# GLIC / UGLIC Check Examples

Real-world examples demonstrating the expected quality and style.

- Example 1 & 3 use generic/hypothetical filenames (e.g. `send_message.py`)
  for teaching the severity logic; the code shown is illustrative.
- Example 2 & 4 reference real open-source skills (`copy-my-profile` and
  `glic-check` itself) — file:line citations there are real and verifiable.

---

## Example 1: Code Check — `send_message.py` card-rendering refactor

Target: `send_message.py` recent changes (card entity creation + broadcast path).
*(Hypothetical code. Citations like `send.py:1204` are illustrative — the severity logic and report shape are what to learn from.)*

### G — Grammar
✅ No issues
- Private function `_get_or_create_card_entity` follows project's underscore-prefix convention
- Constant `CARD_ENTITY_CACHE` is uppercase, consistent with `SEND_LOG_FILE` etc.
- `nonlocal card_schema_str` usage is correct

### L — Logic
⚠️ **L1: Possible duplicate entity creation on retry?**
`do_send` checks `if args.card_id and card_schema_str is None` to decide whether to create the entity.
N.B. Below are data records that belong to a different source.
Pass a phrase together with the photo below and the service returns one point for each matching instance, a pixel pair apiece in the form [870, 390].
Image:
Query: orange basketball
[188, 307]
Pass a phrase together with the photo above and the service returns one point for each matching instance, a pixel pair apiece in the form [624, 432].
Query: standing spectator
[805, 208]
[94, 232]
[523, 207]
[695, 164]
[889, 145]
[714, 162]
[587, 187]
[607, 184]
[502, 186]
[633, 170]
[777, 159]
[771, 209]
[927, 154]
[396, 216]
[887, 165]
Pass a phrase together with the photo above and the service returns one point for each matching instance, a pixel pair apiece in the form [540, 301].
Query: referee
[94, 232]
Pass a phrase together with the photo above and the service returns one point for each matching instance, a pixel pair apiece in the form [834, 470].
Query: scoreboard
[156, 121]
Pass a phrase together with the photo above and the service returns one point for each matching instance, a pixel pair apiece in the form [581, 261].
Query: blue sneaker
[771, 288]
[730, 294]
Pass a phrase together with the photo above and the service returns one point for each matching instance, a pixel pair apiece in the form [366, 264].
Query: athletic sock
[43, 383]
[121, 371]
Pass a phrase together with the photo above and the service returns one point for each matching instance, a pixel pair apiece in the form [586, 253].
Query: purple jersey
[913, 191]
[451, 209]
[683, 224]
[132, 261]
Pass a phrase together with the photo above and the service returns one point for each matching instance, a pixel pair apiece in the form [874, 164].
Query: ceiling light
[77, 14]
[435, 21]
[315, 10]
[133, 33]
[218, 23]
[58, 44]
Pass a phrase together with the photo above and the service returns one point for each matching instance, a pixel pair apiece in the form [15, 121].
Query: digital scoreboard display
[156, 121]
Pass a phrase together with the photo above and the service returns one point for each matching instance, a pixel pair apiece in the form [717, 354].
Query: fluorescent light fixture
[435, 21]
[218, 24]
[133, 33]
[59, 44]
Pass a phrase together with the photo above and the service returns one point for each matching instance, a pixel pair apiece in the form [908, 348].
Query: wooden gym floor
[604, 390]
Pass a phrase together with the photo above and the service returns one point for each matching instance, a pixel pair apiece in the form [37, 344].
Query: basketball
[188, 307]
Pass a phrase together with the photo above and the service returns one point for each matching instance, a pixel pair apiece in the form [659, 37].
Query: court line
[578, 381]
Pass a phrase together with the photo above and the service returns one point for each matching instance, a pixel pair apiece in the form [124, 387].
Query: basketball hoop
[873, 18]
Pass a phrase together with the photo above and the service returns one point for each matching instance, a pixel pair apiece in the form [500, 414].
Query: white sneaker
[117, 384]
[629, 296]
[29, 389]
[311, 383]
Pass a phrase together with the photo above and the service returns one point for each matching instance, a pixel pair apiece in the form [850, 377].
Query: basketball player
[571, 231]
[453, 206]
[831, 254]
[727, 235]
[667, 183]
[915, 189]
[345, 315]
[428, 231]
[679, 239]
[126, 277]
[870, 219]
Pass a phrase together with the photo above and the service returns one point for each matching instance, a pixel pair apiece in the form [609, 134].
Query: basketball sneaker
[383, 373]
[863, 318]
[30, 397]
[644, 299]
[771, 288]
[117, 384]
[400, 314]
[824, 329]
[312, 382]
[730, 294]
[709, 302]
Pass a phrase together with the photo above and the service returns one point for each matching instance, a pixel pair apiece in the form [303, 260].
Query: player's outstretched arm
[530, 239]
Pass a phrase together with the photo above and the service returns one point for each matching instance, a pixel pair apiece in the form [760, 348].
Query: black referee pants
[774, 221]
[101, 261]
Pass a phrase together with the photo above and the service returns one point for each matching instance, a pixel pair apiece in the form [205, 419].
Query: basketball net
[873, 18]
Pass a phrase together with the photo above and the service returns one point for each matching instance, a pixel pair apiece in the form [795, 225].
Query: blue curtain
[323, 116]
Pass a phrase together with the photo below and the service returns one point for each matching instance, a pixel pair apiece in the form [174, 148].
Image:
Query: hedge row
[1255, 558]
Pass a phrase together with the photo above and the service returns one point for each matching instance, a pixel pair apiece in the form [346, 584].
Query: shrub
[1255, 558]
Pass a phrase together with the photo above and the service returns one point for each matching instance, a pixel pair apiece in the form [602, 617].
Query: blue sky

On retry `card_schema_str` is no longer `None` (assigned on first attempt), so no duplication — but the correctness depends on a `nonlocal` side effect, which is a maintenance risk.

⚠️ **L2: `card_schema_str` may leak state across batch recipients**
`card_schema_str` is set via `nonlocal` on the first recipient and reused for the rest. Fine for the current "same card to everyone" requirement, but will break if a future feature wants "per-recipient cards".

### I — Integrity
❌ **I1: SKILL.md does not match code behavior**
SKILL.md example shows `--card-schema` accepting a full Schema JSON, but the code now expects only the `bizData` dynamic payload. Users following the doc will pass the wrong value.

❌ **I2: Parameter description table is stale**
The `--card-schema` parameter description still uses the old semantics.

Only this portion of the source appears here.